Atelier 5 : Accords gourmands autour des fromages

Consacré à la découverte du potentiel encore largement méconnu des vins d’Alsace face à un plateau de fromages, cet atelier nous offrait la possibilité de savourer une sélection de 7 fromages affinés par Christelle Lorho (Maison Lorho à Strasbourg) avec un ou deux vins diVINement choisis.
Après quelques ateliers où j’ai esquivé la bousculade, là j’avoue que j’ai un peu abusé de mon physique pour me frayer une place près de cette magnifique table fromagère afin de pouvoir y tester quelques beaux accords :
- le riesling Bollenberg 2010 du domaine F. Schmitt, délicatement floral au nez mais très tranchant en bouche, il répond avec autorité au Pecura Nature (brebis, Corse, affiné 14 mois).
- le riesling G.C. Engelberg 2001 du domaine Pfister, patiné par les années il se montre très caressant avec ses arômes de miel et son gras sensible en bouche ; avec la Tome à Paulo (chèvre, Deux Sèvres, affiné 7 semaines), l’accord se fait tout naturellement sur la douceur et la suavité.
- le crémant d’Alsace KB 2007 du domaine Binner, la palette sur la golden est assez caractéristique du type de vin recherché par ce vigneron mais la bouche est agréablement vineuse et l’accord sur un Dôme de Boulogne (vache, Pas de Calais, affiné 6 semaines) est tout simplement parfait…comme quoi !
- le riesling Réserve 2009 du domaine Trimbach, la palette florale du nez est un ravissement mais la matière trop légère en bouche ne résiste pas face à la puissance de l’Etivaz (vache, Suisse-Pays d’En Haut, affinage 18 mois).
- le gewurztraminer G.C. Goldert 2009 du domaine Zinck, subit un peu le même sort que le vin précédent : le nez de violette est un pur bonheur mais le Bleu des Basques (brebis, Commingeois, affinage 5 mois) ne lui laisse aucune chance…je me suis refait un palais avec du pain et j’ai siroté ce superbe vin, juste pour lui-même…MIAM !


Atelier 6 : A l’aveugle

Consacré à la dégustation de 8 cuvées connues dans des verres noirs, cet atelier demande la focalisation sur l’olfaction et le goût pour trouver les éléments pertinents qui nous permettront d’émettre une hypothèse sur l’origine des vins présentés. En compagnie d’un Stéphane Wasser en très grande forme (il a reconnu presque tous les vins avant moi…GRRR !)., nous avons goûté tour à tour :
- le pinot gris Le Maréchal 2009 du domaine F. Schmitt, boisé, opulent et concentré, il possède une matière qui demandera encore un peu de temps pour s’harmoniser (le 2008 est superbe en ce moment !).
- la cuvée Gypse 2010 du domaine S. Spielmann, légèrement moelleux, cet assemblage de pinots sur un terroir de gypse étonne par la richesse de son olfaction été la complexité de sa structure.
- la cuvée Schoffweg 2008 du domaine Deiss, atypique, voire inclassable, ce vin montre quand même une présence en bouche d’une densité exceptionnelle.
- le pinot noir « F » 2009 du domaine J. Becker, charnu et fruité, ce vin rouge charme par sa trame veloutée et sa belle fraîcheur finale.

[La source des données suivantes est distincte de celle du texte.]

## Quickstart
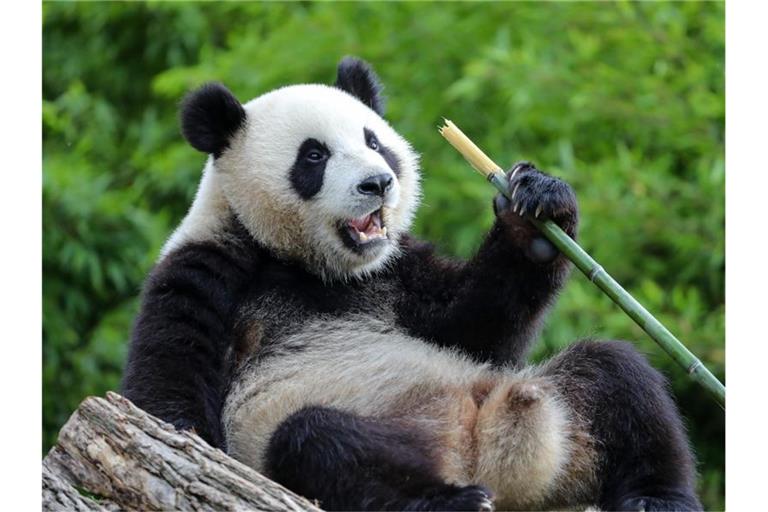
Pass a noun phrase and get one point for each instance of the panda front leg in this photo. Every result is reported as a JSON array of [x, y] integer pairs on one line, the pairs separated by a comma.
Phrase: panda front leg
[[347, 462], [643, 459]]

Atelier 7 : Accords gourmands, les gourmandises

Consacré au mariage souvent très compliqué entre vins et desserts, cet atelier proposait 5 douceurs conçues par la ravissante Sophie Laugel (Boulangerie-Pâtisserie Laugel à Hochfelden) face à 7 blancs moelleux mais aussi face à un pinot noir et un crémant. Là le rideau humain s’est avéré infranchissable pour moi…d’autant plus qu’il était essentiellement constitué de gastronomes féminines. J’aurai pu (dû ?) jouer des coudes et des épaules pour accéder à une petite mignardise et à un verre de V.T. mais j’ai choisi de me comporter en gentleman en passant à la table suivante…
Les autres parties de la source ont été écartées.